Regierung Tusk in Polen vor Zerfall?
Die polnische Regierungskoalition erlebt heftige Turbulenzen, nachdem ein hochrangiges Mitglied der Regierung bekannt gegeben hat, dass sie und mehr als ein Dutzend weitere Abgeordnete die Koalition verlassen, um eine neue Fraktion zu gründen.
Klimaministerin Paulina Hennig-Kloska erklärte heute auf einer Pressekonferenz im Parlament, dass sie und eine Gruppe von Abgeordneten die Junior-Koalitionspartei Polen 2050 verlassen würden, um eine neue parlamentarische Fraktion namens „Zentrum” zu gründen.,Die Ankündigung folgte auf wochenlange Turbulenzen innerhalb der Partei, die in den letzten Monaten in Umfragen nur etwa 1 bis 3 Prozent der Stimmen erhielt und damit weit unter der für den Einzug ins Parlament erforderlichen 5-Prozent-Hürde lag.
Wir gründen den Parlamentarischen Club des Centrums, weil das Centrum ein Ort der Begegnung ist, an dem gute Kompromisse gefunden und Erfolge erzielt werden. Wir wollen Polen in den Mittelpunkt unserer Arbeit und unserer Aufmerksamkeit stellen.
Das Zentrum ist auch ein Ort, an dem Ausgewogenheit erreicht wird und ein Gegengewicht zu den Extremen bildet, von denen wir in Polen in den letzten Jahren viel zu viele erlebt haben.
Zakładamy Klub Parlamentarny Centrum, bo Centrum to miejsce, gdzie spotykają się ludzie, w którym wypracowują dobre kompromisy i odnoszą sukcesy. Chcemy, by Polska była w Centrum naszej pracy, w Centrum naszej uwagi.
Centrum to również miejsce, którym zdobywa się równowagę i… pic.twitter.com/YSUppA2Ytl
— Paulina Hennig-Kloska (@hennigkloska) February 18, 2026
Polen 2050 wurde 2021 vom ehemaligen Fernsehmoderator Szymon Hołownia gegründet, nachdem er bei den Präsidentschaftswahlen 2020 einen starken dritten Platz belegt hatte.
Die Partei versprach zunächst, das Duopol von Tusks KO und den Konservativen (PiS) zu brechen, die Polen in den letzten zwei Jahrzehnten abwechselnd regiert haben.

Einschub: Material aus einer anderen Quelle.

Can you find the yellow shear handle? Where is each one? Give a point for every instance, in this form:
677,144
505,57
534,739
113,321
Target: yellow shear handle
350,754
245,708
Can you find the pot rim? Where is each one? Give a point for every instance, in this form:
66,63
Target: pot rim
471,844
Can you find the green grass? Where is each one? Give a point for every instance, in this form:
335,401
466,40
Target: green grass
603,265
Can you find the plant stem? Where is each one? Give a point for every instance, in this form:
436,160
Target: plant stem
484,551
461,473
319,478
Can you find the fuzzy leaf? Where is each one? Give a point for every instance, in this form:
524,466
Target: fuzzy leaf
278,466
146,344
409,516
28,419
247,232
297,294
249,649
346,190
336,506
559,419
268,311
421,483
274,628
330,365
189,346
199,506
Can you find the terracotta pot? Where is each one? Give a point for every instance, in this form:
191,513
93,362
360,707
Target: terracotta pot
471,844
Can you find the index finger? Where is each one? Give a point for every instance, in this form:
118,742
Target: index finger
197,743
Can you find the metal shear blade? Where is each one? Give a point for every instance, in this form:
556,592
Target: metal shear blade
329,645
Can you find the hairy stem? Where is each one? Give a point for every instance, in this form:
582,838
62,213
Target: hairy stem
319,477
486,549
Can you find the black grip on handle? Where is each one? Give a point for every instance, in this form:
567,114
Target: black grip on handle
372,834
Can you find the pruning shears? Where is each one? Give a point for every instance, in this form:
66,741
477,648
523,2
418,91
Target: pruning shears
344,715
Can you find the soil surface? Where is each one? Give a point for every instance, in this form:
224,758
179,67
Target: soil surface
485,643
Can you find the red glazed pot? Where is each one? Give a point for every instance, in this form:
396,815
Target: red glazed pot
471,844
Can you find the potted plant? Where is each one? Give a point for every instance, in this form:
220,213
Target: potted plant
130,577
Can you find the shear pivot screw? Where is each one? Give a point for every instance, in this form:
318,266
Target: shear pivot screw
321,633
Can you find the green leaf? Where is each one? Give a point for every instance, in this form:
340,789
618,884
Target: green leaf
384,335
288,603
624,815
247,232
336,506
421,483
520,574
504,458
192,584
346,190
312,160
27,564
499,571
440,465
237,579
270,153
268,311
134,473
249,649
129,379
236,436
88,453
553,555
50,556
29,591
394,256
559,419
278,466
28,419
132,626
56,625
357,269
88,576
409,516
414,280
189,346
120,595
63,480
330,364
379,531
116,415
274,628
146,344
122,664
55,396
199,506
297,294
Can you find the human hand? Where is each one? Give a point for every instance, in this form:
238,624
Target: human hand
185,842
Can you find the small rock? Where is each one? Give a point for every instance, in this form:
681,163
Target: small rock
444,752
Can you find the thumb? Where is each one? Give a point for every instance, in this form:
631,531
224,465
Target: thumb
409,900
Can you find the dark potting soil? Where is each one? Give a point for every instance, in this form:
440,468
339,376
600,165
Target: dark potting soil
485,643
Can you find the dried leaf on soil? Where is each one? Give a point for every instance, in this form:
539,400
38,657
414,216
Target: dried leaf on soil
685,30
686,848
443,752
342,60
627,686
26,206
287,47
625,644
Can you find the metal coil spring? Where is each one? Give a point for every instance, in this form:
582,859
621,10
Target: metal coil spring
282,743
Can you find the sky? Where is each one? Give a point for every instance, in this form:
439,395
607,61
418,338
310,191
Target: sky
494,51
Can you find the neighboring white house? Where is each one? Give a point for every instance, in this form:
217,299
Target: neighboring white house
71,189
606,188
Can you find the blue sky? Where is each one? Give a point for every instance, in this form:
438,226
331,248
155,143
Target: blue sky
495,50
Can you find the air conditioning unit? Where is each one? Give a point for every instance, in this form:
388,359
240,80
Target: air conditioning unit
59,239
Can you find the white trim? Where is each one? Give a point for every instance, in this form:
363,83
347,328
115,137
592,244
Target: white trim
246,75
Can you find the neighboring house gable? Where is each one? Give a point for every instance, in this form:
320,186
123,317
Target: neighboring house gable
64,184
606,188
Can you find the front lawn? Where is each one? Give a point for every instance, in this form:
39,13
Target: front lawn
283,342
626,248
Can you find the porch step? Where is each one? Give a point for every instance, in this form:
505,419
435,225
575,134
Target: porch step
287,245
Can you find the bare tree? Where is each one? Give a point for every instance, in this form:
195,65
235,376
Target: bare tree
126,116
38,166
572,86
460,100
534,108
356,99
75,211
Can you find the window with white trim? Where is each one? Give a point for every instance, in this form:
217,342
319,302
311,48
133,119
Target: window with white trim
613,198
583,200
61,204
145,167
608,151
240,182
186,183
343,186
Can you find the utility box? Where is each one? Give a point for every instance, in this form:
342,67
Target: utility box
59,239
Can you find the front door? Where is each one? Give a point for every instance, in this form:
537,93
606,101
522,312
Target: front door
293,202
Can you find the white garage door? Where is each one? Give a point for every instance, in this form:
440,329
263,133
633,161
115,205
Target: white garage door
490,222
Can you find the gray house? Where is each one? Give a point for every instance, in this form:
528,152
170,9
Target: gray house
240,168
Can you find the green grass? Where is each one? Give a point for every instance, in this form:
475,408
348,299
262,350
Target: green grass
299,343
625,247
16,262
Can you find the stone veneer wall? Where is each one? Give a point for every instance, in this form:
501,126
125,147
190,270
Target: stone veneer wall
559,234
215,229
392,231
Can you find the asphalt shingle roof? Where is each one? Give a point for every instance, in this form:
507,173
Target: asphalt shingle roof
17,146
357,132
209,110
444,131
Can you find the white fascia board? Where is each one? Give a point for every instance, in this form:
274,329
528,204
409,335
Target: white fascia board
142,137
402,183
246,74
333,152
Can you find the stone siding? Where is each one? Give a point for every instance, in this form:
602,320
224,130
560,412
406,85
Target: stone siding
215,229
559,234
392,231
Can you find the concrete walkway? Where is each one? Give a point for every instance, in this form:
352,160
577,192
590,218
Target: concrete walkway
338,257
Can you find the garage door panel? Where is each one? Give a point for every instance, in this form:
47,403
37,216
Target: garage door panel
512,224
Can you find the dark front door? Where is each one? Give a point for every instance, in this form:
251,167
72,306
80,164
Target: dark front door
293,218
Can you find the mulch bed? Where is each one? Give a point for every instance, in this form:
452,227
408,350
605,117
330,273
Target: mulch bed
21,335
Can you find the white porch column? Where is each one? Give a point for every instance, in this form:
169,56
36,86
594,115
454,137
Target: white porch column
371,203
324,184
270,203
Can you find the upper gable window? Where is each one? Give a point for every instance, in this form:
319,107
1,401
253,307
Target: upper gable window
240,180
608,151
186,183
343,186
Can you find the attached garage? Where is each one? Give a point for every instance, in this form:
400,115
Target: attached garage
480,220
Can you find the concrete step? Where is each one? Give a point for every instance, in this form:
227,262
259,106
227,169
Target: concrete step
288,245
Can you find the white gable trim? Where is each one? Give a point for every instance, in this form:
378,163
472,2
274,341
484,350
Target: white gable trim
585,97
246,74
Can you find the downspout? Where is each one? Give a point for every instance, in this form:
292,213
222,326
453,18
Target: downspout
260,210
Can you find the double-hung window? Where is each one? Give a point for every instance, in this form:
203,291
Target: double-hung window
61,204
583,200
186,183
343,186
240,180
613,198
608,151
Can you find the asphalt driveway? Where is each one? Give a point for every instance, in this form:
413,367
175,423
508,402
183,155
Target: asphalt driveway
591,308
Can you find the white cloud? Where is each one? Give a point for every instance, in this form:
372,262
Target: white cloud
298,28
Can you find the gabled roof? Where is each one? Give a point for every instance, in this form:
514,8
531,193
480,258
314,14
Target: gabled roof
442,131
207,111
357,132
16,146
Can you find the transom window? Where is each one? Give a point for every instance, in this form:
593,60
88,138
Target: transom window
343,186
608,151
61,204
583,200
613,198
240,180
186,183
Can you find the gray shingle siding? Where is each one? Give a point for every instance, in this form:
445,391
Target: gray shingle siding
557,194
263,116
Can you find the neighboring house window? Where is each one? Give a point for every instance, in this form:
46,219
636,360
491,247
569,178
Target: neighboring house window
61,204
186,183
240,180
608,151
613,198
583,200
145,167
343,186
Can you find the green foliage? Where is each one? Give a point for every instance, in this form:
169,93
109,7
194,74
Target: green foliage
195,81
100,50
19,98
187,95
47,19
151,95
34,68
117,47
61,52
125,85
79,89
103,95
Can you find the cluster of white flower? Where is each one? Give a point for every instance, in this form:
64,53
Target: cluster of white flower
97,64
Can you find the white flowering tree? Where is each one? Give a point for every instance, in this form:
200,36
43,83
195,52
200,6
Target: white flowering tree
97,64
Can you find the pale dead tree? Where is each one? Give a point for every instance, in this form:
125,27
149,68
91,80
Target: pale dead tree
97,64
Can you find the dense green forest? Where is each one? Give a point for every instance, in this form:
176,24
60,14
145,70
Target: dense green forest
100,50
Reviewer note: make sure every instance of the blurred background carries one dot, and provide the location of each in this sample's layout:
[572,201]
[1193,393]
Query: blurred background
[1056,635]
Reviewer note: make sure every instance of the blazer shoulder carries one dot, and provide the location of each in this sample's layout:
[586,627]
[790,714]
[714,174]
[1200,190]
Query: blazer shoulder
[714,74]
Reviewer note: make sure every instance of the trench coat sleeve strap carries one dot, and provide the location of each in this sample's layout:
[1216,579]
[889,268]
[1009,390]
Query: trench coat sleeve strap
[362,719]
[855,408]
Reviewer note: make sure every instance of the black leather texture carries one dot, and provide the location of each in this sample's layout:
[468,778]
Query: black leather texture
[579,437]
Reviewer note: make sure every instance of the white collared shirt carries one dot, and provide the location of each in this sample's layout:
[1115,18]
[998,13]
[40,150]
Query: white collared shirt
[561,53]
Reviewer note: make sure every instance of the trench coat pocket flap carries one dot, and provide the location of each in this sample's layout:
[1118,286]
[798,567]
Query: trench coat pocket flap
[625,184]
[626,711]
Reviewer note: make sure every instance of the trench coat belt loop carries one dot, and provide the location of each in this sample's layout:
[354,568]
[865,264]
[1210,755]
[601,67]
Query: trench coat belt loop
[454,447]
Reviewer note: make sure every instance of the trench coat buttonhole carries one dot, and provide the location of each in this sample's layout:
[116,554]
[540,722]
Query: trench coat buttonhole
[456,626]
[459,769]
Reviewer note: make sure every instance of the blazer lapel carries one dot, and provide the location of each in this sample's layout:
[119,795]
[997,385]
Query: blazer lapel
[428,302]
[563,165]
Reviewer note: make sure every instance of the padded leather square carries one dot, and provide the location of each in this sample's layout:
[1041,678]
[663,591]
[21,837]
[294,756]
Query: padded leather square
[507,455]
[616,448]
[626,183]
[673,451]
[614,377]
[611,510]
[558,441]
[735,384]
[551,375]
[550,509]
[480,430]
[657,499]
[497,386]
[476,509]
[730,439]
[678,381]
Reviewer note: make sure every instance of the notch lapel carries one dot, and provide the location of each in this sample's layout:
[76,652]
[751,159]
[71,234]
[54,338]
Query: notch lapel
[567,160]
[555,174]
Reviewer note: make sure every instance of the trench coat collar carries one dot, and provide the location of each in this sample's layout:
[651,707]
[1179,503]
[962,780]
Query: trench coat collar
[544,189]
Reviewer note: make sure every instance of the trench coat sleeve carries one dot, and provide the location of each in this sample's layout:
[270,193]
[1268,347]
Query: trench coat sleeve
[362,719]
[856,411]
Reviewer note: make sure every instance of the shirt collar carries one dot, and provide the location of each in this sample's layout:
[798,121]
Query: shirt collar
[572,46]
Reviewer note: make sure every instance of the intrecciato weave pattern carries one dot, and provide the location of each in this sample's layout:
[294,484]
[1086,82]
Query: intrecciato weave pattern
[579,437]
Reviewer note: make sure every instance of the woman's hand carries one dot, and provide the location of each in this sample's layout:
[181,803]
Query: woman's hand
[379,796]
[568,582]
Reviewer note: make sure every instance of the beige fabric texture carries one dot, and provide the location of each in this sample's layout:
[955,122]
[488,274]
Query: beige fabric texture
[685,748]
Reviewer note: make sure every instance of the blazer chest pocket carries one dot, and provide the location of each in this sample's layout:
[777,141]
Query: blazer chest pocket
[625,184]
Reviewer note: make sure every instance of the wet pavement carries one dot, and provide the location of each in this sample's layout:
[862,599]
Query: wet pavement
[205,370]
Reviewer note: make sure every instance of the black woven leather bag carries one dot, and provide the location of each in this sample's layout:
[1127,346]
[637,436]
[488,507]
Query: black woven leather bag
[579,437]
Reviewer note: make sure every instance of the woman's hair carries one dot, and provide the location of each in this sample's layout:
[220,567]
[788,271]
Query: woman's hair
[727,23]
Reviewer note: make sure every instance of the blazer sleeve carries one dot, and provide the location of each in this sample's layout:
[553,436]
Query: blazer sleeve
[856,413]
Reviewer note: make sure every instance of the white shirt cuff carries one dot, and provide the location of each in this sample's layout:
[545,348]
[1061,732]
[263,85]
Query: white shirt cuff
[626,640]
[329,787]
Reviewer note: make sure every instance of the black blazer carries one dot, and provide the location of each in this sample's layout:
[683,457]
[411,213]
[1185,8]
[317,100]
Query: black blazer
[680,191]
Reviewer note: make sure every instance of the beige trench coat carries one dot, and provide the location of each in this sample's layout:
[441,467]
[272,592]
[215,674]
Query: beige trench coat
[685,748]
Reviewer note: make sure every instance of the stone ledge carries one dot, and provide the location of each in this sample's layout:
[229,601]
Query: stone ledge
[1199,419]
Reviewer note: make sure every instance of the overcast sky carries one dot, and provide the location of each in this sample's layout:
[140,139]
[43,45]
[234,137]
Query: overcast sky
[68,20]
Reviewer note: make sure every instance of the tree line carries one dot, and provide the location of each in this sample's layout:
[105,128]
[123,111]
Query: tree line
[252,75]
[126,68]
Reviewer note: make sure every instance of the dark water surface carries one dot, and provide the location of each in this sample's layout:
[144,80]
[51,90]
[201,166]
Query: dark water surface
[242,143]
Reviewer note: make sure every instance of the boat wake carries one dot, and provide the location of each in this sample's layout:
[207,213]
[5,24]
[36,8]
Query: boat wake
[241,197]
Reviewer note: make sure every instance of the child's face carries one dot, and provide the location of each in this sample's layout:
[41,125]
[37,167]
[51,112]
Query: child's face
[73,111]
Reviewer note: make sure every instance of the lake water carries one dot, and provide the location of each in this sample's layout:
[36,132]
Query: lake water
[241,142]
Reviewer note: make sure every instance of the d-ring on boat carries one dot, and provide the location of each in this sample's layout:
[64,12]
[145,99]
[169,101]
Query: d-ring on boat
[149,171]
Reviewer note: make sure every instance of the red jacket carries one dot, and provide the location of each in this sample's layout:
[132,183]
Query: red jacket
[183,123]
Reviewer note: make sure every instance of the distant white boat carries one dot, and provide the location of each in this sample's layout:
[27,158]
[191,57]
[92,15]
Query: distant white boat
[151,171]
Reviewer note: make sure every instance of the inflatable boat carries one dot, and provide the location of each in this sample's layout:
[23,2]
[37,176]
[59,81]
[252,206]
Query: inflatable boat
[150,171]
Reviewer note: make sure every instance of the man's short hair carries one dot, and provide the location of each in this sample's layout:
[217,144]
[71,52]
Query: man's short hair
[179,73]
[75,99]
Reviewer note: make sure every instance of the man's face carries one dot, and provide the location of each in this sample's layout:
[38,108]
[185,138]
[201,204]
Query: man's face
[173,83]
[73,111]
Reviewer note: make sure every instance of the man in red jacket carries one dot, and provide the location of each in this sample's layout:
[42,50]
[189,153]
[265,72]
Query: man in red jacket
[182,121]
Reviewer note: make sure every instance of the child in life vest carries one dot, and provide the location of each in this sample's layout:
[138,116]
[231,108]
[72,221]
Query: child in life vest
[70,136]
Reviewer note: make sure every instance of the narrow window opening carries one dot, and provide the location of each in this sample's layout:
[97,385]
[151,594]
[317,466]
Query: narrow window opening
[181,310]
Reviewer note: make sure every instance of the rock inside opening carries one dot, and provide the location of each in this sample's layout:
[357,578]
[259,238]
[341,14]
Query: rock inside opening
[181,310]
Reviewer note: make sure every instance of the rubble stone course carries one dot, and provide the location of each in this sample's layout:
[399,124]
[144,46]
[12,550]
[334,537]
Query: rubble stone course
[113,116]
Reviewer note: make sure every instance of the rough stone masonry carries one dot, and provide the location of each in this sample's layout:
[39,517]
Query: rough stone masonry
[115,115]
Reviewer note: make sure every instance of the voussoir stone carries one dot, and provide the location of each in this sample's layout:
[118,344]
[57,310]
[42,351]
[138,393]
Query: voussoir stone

Nachdem ihre Wahlkoalition mit der Mitte-Rechts-Partei Polnische Volkspartei (PSL) bei den Parlamentswahlen 2023 mehr als 14 Prozent der Stimmen erhalten hatte, schlossen sich Poland 2050 und die PSL der von Tusk geführten Koalitionsregierung an.
Die Spaltung der Mitte begann im vergangenen Jahr, als Poland 2050 und die PSL beschlossen, ihre Wahlallianz von 2023 nach dem schlechten Abschneiden von Hołownia bei den Präsidentschaftswahlen 2025 zu beenden.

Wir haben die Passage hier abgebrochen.